Pourtant, contrairement au Cinque Stelle, le Front National n’est pas un nouveau parti politique. Indéniablement, Marine Le Pen a su capitaliser sur sa personnalité et, au fond et au moins en partie, effacer l’image fascisante de son encombrant paternel. Marine Le Pen apparaît moderne, ouverte et compréhensive. Emmanuel Todd, qui a toujours affirmé son aversion pour le FN souligna même durant la dernière campagne des présidentielles, que le programme du FN était économiquement « le plus ancré à gauche » : nationalisation, retrait de l’euros, patriotisme économique, fermeture des frontières, contrôle de l’immigration… Cette surprenante virginité médiatique (Marine Le Pen est devenue fréquentable médiatiquement parlant, on surprit même Jean-Luc Mélenchon en pleine discussion avec elle devant le siège de l’Europe) s’est renforcée avec l’émergence d’une nouvelle classe de jeunes dirigeants du parti du Front National, pour certains issus de la Gauche (dont Florian Philippot qui fut un temps aux côtés de Jean-Pierre Chevènement), très propres sur eux et au discours politique fort bien maîtrisé et nettoyé de tous relents post colonialistes ou antisémites.
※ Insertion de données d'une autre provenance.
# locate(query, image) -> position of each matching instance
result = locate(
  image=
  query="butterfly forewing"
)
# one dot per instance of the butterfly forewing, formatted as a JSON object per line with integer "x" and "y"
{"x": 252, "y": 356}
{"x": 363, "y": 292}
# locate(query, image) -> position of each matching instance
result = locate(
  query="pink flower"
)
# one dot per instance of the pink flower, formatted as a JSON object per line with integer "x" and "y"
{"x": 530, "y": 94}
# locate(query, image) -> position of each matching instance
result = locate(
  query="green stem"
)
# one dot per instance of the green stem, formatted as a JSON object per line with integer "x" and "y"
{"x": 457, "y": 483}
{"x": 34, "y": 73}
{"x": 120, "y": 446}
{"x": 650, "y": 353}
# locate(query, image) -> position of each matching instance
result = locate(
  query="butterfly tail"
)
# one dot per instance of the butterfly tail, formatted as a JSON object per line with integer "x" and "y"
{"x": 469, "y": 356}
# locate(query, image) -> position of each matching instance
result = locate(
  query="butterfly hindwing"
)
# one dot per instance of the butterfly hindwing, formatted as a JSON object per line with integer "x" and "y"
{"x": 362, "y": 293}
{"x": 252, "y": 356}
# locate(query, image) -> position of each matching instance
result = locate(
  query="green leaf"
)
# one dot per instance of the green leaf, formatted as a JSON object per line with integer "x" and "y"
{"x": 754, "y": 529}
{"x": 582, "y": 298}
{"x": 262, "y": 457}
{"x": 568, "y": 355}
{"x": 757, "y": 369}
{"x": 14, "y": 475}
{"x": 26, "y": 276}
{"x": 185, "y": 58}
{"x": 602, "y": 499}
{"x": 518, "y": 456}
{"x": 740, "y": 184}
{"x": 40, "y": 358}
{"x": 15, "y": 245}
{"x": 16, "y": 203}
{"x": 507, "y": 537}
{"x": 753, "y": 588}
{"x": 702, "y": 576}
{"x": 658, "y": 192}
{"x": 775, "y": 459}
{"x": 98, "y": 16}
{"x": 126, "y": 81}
On voit bien que le travail de modernisation du Front National est en cours et qu’il jouit (et c’est une aubaine pour lui) de l’incapacité des deux grands partis traditionnels, le parti socialiste et l’UMP, à d’une part rompre avec la spirale de la crise et d’autre part, et cela paraît pourtant plus simple, tenir ses promesses de campagne. Personne n’a oublié la fameuse déclaration du candidat Hollande, « Mon ennemi, c’est la finance internationale » Or depuis son arrivée à l’Elysée, qu’a fait F. Hollande contre la finance internationale ou les paradis fiscaux ? Une autre métaphore italienne apparaît dès lors… On se souvient bien que l’ancien parti fasciste italien, le MSI, le Mouvement Social Italien grand frère du Front National, avait entamé au début des années 90 une mue vers la respectabilité sous l’impulsion de son dirigeant, Gianfranco Fini. Le MSI est ainsi devenu l’Alliance Nationale avant de se dissoudre ces dernières années dans le parti du Peuple de la Liberté, parti de Silvio Berlusconi. Serait-ce l’avenir du FN que de se fondre dans un autre mouvement devenu respectable, avec, pourquoi pas, les nombreux dissidents de l’UMP se réclamant de la droite populaire ??? Certains au FN imaginent bien cette fusion mais dans le sens inverse, les élus de la droite populaire inquiets pour leur réélection pourraient-ils les rejoindre pour un parti politique « patriotique » et non plus « nationaliste » ?

Si le président Hollande ne tient pas les promesses du candidat Hollande, il est probable que les prochaines élections municipales soient réellement explosives. N’en déplaise à tous ceux qui, depuis la naissance de SOS Racisme, ont richement fait carrière dans l’antiracisme officiel (suivez mon regard…).